A state law essentially designed to prevent Republicans from appointing legislative candidates to the ballot after the March primary was ruled unconstitutional by a Sangamon County judge last week, but her ruling only applied to the 14 Republican plaintiffs in the case who are running for the Illinois House and Senate.

The law prohibited local party slating of legislative candidates when no candidate had run in the primary. But, as Circuit Judge Gail Noll noted, the bill was passed and signed into law after the 75-day post-primary candidate slating process had already begun. The timing, Noll declared, imposed a “severe restriction on the right to vote,” based on an earlier Illinois Supreme Court precedent. The General Assembly could have passed a bill to stop the practice in future elections, but not in the middle of the process.

A total of 15 Republicans were slated to the ballot and turned in petitions after Gov. J.B. Pritzker signed the bill into law.

Another GOP candidate, Jay Keeven, filed the day before Pritzker signed the legislation. Keeven was widely seen as the target of the law because he is running against Rep. Katie Stuart, D-Edwardsville. Stuart represents a somewhat swingy district, but she outperformed every statewide Democrat on the ballot in 2022. No statewide Democrat lost the district, but some came close, losing by a fraction of a point (Kwame Raoul and Michael Frerichs). The district is one of the few pickup opportunities the Republicans have this fall.

Another Republican House candidate, Timothy Szymankowski, was not a plaintiff in the lawsuit, so the ruling does not yet apply to him. Szymankowski filed to run against Rep. Natalie Manley, D-Joliet.
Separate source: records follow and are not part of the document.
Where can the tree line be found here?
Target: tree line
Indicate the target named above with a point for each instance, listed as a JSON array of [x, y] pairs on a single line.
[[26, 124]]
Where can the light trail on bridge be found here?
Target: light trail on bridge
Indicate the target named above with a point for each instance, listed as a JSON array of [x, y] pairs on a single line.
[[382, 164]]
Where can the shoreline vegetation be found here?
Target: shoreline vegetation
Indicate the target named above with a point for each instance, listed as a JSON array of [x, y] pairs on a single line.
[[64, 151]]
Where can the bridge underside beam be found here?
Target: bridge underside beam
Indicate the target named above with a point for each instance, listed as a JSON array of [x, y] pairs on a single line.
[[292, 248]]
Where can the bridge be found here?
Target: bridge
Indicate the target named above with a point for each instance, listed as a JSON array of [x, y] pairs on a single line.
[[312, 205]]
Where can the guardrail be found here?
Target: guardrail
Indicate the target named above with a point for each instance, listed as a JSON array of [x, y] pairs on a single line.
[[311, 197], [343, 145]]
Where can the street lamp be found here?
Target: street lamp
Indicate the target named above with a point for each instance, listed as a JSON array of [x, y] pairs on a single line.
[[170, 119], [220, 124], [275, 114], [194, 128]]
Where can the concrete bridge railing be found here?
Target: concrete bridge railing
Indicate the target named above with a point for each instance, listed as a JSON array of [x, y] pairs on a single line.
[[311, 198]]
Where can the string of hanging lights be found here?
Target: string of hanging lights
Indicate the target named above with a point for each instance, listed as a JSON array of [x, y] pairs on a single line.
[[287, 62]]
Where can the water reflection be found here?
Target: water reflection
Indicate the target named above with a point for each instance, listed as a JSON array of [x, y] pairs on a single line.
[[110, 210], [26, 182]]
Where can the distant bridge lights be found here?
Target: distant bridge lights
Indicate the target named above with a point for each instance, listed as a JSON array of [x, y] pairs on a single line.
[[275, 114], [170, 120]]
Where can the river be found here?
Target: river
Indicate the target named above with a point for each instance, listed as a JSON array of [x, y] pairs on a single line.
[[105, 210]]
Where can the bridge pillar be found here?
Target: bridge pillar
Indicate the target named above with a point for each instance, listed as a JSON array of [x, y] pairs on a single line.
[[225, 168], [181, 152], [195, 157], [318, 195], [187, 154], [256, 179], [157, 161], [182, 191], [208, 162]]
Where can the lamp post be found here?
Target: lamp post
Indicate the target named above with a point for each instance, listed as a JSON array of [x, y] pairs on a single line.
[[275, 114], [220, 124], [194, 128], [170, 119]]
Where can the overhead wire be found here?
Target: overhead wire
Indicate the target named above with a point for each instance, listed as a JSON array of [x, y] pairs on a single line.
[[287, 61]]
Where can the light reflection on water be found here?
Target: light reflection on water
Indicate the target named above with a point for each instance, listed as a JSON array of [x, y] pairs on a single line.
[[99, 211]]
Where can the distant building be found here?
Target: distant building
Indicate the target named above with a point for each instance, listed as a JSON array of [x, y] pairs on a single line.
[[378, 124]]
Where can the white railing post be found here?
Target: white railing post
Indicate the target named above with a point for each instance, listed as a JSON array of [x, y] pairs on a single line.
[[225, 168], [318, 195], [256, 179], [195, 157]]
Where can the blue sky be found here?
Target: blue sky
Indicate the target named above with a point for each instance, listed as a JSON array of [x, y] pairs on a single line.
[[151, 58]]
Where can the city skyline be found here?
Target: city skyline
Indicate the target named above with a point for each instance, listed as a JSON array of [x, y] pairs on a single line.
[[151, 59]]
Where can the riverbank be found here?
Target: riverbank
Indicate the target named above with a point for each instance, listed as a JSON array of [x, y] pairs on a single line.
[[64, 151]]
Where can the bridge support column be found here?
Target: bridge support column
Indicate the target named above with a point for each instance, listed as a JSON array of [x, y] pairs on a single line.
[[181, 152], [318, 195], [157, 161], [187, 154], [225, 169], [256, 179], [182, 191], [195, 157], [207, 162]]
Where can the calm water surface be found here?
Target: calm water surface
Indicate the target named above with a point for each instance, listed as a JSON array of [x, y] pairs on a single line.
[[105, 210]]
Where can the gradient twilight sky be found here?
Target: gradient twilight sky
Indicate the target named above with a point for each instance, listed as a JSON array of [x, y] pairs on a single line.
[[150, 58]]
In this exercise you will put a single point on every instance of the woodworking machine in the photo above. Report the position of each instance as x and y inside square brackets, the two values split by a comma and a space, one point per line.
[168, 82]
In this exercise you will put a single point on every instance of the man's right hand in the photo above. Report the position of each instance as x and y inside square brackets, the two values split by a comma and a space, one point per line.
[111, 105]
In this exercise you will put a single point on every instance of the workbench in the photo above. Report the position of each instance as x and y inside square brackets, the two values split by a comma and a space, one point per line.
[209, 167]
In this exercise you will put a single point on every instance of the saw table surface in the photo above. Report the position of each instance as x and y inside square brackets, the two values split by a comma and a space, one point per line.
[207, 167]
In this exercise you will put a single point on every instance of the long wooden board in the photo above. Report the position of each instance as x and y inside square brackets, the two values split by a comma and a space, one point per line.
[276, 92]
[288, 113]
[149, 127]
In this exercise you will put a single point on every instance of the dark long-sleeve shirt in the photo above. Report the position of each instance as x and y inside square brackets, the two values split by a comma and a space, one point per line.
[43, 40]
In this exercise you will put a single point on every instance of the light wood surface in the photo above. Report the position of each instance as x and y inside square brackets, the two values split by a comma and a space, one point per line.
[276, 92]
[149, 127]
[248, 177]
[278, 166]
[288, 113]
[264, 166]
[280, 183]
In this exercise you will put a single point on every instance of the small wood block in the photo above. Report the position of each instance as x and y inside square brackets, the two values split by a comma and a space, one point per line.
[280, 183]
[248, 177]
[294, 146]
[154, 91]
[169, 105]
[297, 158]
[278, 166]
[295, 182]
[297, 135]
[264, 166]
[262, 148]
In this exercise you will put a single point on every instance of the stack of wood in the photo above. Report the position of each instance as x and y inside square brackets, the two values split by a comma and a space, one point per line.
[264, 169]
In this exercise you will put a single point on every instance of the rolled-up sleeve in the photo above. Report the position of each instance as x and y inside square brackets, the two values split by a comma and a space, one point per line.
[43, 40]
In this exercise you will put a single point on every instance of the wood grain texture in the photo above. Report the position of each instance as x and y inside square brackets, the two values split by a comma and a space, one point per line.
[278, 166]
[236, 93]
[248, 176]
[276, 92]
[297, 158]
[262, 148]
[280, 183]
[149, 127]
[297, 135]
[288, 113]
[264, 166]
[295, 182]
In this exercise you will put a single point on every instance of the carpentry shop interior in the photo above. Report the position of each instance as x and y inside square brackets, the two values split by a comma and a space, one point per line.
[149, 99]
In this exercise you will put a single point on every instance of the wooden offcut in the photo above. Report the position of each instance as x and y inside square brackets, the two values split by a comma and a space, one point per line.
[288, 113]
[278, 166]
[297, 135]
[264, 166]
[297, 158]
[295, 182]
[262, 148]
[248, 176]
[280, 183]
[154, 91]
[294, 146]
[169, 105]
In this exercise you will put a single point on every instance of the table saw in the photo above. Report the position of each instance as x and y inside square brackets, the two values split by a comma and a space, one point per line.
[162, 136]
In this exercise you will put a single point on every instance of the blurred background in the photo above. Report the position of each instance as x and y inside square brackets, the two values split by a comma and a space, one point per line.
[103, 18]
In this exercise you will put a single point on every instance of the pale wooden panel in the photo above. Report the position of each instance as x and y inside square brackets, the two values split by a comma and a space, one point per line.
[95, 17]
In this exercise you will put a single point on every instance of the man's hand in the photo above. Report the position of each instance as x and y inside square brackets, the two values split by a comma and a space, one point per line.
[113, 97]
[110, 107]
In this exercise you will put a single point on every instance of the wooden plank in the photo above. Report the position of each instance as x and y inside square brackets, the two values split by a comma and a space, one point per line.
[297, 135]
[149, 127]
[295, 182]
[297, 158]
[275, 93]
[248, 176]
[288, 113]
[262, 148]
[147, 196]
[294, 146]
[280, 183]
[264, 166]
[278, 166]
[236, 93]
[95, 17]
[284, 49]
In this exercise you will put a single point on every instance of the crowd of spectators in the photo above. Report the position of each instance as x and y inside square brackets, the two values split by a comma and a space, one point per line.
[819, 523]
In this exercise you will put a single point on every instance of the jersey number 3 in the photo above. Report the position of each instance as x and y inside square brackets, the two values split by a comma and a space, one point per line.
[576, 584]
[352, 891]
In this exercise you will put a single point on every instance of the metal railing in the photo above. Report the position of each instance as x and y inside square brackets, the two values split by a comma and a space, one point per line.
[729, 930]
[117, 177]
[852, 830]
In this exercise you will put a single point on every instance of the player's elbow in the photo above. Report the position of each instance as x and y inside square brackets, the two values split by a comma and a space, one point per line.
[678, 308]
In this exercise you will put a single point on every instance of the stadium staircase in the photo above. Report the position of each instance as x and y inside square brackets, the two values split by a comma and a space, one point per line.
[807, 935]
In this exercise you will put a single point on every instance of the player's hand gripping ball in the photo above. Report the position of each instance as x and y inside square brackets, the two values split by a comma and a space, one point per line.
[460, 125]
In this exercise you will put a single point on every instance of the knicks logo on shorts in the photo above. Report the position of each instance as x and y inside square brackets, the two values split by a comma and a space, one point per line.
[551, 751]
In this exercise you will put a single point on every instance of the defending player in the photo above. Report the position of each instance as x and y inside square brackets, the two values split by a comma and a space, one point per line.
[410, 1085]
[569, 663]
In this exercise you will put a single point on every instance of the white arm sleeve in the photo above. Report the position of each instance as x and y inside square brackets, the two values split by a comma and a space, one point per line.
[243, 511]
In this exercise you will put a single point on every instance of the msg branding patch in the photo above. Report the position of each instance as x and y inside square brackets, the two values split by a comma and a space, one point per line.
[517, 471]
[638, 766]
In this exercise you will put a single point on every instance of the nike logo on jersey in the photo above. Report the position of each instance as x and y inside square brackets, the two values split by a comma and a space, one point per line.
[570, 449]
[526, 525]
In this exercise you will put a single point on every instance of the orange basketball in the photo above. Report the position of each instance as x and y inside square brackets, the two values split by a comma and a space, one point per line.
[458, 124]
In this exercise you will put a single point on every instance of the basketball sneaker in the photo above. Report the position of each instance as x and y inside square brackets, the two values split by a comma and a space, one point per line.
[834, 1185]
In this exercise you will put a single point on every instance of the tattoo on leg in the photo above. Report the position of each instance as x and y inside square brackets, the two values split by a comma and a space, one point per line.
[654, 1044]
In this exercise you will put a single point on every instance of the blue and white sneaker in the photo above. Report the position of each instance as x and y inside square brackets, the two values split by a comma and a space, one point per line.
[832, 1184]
The law is blatantly unfair and a prime example of super-majority Democratic Party overreach. But it’s extremely unlikely that any of the plaintiffs have even a tiny shot of winning. Pritzker defeated Darren Bailey in the 14 districts covered by the ruling by an average of 47 percentage points.

Most if not all of these candidates were apparently recruited by the Illinois Policy Institute. And the IPI-affiliated Liberty Justice Center filed the lawsuit.

Let’s go back to Republican House candidate Keeven, who was believed to be the target of the law.

“I got my petition filed before the Senate passed that bill and the governor signed it, so I am on the ballot,” Keeven confidently told the Alton Telegraph last month, not long after Pritzker signed SB 2412 into law.

The House Republicans were also convinced that Keeven’s candidacy would be safe after the law took effect. They had recruited Keeven, a former Edwardsville police chief, to challenge Stuart. He was not part of the Liberty Justice Center’s successful lawsuit, but few thought Keeven would need that protection.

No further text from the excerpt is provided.